AFRIQUE/SOMALIE - Mgr Bertin : l’espérance est le début d'un processus de dialogue et de démocratisation

jeudi, 4 novembre 2021 politique   démocratie   dialogue  

Mogadiscio (Agence Fides) - "Je rencontre parfois des personnes qui me demandent : après tant d'années, comment pouvez-vous encore espérer que la situation en Somalie va changer ?" Et je réponds que quelque chose est en train de bouger ces derniers mois, mais, surtout, que j'espère encore parce que j'ai foi en Dieu et que la foi me permet de croire que l'homme a été créé à son image et à sa ressemblance et qu'il est donc capable de revenir à la raison. Après 30 ans de grave instabilité et de guerres, ainsi que de tentatives politiques ratées, Mgr Giorgio Bertin, Administrateur Apostolique de Mogadiscio et Évêque de Djibouti, partage avec l'Agence Fides sa confiance en Dieu, espérant un embryon de processus de démocratisation en Somalie. L’Évêque, présent en Somalie depuis les années 1970 jusqu'à la chute de Siad Barre, rapporte : "La situation est toujours tendue. Nous pouvons tout de même garder un optimisme prudent car un accord a mûri entre le président sortant Abdullaih Mohamed dit 'Farmajo' et le premier ministre Mohamed Hussein Roble et le processus électoral qui devrait aboutir à l'élection d'un nouveau président". Il poursuit : "Bien sûr, nous sommes loin du but, une fois l'assemblée parlementaire formée, elle devrait se réunir pour élire le président. Pour autant que je sache, il n'a pas encore été possible de le convoquer, même si j'ai entendu ces derniers jours des rumeurs de célébrations de la réélection imminente de "Farmajo". Il s'agit de rumeurs qui, à mon avis, font en réalité référence à sa réélection. À moins que quelque chose d'exceptionnel ne se soit déjà produit et qu'ils ne le signalent toujours pas".

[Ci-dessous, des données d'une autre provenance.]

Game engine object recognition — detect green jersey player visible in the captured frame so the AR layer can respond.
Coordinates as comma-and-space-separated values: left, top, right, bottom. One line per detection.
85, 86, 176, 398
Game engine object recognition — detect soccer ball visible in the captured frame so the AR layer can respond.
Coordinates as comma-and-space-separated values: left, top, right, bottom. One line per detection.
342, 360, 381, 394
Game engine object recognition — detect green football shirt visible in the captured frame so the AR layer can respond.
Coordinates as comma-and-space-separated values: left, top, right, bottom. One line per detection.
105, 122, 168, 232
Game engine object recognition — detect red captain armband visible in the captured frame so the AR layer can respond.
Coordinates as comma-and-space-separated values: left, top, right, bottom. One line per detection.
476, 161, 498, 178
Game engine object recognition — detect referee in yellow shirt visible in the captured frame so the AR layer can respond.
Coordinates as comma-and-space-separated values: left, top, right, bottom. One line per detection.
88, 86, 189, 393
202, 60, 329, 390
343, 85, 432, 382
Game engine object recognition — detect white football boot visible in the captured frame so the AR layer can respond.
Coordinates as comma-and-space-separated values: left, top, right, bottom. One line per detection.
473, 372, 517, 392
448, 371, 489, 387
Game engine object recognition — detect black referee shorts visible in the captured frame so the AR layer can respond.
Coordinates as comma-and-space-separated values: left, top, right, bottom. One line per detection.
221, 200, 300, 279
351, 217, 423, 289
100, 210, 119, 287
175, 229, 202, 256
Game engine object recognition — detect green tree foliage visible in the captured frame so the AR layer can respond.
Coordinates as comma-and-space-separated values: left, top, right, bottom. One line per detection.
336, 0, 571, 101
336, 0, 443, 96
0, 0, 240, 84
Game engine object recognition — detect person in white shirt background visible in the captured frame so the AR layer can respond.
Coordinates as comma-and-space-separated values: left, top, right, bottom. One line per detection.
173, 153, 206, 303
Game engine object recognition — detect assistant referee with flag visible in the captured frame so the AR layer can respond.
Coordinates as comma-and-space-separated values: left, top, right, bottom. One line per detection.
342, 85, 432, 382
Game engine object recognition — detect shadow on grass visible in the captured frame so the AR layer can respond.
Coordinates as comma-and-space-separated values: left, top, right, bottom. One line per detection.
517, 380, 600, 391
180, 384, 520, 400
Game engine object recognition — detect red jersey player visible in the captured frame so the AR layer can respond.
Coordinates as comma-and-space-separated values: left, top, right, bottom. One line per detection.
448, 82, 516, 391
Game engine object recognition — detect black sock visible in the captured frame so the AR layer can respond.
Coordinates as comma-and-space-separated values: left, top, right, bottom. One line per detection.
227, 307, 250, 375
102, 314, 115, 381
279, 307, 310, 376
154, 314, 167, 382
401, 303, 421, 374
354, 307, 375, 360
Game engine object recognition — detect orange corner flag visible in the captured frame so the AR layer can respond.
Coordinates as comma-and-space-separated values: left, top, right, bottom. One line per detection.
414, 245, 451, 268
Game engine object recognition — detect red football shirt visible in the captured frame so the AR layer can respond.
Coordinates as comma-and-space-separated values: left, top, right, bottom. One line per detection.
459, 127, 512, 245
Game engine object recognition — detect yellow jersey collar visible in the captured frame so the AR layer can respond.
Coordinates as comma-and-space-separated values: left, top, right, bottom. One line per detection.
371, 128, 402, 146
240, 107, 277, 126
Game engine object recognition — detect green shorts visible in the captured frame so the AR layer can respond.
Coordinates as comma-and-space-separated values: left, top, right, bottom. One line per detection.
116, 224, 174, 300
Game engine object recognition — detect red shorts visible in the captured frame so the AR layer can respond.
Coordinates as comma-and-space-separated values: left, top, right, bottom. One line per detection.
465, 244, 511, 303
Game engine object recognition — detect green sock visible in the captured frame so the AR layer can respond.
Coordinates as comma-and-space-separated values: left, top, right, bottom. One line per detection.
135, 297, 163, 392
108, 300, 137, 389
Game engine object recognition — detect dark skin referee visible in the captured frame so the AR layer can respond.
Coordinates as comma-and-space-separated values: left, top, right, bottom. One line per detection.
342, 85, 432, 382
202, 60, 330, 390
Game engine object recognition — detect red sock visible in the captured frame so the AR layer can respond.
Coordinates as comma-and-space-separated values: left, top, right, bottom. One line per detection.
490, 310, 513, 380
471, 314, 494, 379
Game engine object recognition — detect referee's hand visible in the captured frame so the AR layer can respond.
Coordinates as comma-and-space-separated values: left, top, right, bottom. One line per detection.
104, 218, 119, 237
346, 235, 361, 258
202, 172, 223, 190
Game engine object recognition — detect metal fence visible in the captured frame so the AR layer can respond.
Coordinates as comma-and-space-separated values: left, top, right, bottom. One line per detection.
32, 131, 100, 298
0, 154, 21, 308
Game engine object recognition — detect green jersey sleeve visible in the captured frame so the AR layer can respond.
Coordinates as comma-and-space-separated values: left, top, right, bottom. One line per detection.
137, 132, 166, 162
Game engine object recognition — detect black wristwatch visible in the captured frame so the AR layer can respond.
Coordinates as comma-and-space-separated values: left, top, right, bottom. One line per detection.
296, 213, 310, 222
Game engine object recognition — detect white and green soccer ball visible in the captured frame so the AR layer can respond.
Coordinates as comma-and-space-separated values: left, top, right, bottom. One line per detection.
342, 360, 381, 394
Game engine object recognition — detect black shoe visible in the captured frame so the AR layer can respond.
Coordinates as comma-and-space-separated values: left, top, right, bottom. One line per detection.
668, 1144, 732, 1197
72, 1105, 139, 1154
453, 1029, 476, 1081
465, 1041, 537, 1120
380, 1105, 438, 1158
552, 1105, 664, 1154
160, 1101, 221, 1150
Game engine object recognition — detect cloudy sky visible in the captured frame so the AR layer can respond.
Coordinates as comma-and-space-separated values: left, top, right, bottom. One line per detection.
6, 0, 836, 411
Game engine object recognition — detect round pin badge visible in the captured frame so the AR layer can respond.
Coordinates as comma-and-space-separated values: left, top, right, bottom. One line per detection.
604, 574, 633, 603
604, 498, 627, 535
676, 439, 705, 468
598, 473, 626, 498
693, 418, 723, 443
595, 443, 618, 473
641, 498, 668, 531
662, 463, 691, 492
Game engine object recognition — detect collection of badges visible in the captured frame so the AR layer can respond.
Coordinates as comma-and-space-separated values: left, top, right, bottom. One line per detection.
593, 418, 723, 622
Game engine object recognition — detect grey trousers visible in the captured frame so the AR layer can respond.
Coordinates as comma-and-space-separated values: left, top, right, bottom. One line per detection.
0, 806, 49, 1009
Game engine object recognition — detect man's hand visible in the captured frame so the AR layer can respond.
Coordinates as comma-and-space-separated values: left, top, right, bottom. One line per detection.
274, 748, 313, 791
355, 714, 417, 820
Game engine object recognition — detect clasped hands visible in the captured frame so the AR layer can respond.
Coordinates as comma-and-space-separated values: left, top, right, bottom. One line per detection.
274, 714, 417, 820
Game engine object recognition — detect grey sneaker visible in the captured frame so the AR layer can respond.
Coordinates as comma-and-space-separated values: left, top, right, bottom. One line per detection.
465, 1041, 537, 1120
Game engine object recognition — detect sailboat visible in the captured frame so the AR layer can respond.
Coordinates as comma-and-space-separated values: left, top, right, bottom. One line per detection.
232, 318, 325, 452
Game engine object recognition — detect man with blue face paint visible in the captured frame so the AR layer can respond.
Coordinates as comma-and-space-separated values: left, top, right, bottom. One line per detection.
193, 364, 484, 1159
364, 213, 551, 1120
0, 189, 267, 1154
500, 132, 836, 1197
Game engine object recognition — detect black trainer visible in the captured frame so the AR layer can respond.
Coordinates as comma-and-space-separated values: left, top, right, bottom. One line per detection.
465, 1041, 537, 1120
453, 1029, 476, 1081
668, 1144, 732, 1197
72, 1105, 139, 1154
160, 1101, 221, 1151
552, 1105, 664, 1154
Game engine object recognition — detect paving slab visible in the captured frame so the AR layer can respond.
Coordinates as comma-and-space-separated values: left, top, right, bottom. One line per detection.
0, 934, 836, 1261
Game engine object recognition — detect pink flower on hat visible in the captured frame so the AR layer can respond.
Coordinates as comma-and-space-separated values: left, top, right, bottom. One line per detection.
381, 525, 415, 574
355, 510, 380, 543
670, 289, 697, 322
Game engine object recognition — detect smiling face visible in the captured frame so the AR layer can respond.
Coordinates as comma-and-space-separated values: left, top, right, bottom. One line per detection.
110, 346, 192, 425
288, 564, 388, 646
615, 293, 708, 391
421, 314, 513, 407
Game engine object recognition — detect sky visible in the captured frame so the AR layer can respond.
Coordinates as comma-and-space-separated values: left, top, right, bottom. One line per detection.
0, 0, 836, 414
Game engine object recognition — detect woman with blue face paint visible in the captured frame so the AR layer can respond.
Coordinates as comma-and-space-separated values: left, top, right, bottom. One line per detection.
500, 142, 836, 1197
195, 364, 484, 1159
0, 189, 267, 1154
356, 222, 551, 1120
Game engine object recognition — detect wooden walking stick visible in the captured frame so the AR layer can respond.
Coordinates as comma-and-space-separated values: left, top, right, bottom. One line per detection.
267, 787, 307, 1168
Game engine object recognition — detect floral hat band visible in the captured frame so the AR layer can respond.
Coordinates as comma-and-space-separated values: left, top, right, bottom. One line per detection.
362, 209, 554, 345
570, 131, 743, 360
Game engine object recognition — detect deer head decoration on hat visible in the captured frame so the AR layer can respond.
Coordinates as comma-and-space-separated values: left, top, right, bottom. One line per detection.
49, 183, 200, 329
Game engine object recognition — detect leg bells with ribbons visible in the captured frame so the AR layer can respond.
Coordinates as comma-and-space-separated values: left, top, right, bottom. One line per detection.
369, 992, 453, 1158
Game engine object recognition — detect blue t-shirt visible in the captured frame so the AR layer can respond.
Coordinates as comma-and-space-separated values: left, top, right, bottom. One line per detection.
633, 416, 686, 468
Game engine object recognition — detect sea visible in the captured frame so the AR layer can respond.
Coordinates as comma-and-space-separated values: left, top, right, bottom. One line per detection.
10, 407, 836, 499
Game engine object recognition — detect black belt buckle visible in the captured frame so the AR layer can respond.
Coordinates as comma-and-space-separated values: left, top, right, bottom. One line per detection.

L'incertitude, l'absence de nouvelles confirmées, l'instabilité, reflètent clairement le moment politique que traverse la Somalie : "Il aurait dû y avoir des élections pour l'assemblée parlementaire", rappelle Monseigneur Bertin - mais tout doit passer par un long processus d'équilibres très délicats. Comme je l'ai dit à plusieurs reprises, le suffrage universel est encore impensable ici parce qu'il est impossible de garantir la sécurité dans les zones rurales qui sont contrôlées par al Shabab, mais aussi parce que nous avons plus de 2,5 millions de personnes déplacées à l'intérieur et un million à l'extérieur. Comment les faire participer ? Comment les enregistrer ? C'est une tâche énorme et impossible pour le moment. Ce serait une tâche ardue, même pour des pays plus sûrs et plus développés. Il est bon, cependant de procéder au moins avec un électorat plus large comparé au passé, c'est un pas en avant".
De nombreux intérêts internationaux gravitent autour de la Somalie et dicteront également l'agenda politique des prochains mois. "Il sera important de comprendre comment les acteurs internationaux qui ont beaucoup d'influence ici vont bouger, ce ne sont pas seulement les Somaliens qui sont décisifs dans le processus politique interne. Des pays comme le Qatar, l'Arabie saoudite, les Émirats arabes unis, sans oublier la Turquie, ont des intérêts et des influences prédominants. Il y aura ensuite d'autres acteurs, comme l'UE et les États-Unis, qui pourront avoir des préférences politiques. L'espoir, en tout cas, est toujours le même : qu'un président soit élu, qu'un gouvernement soit formé le plus rapidement possible et que chacun se mette au service de son pays, des intérêts communs, notamment pour les plus défavorisés de notre société. Nous espérons également qu'il y aura un véritable dialogue avec les opposants afin de faire revivre une nation qui, pour l'instant, n'est un pays que sur le papier, car elle ne fonctionne pas comme tel. Pour vous dire la vérité, je n'ai pas beaucoup d'éléments pour dire que c'est le bon moment, j'en ai vu beaucoup. De manière réaliste, je pense qu'il pourrait arriver qu'au moins Mogadiscio trouve une plus grande sécurité et des institutions plus fortes et que, compte tenu de ce qui s'est passé dans le passé, ils prennent au sérieux la situation, qui est dramatique depuis 30 ans.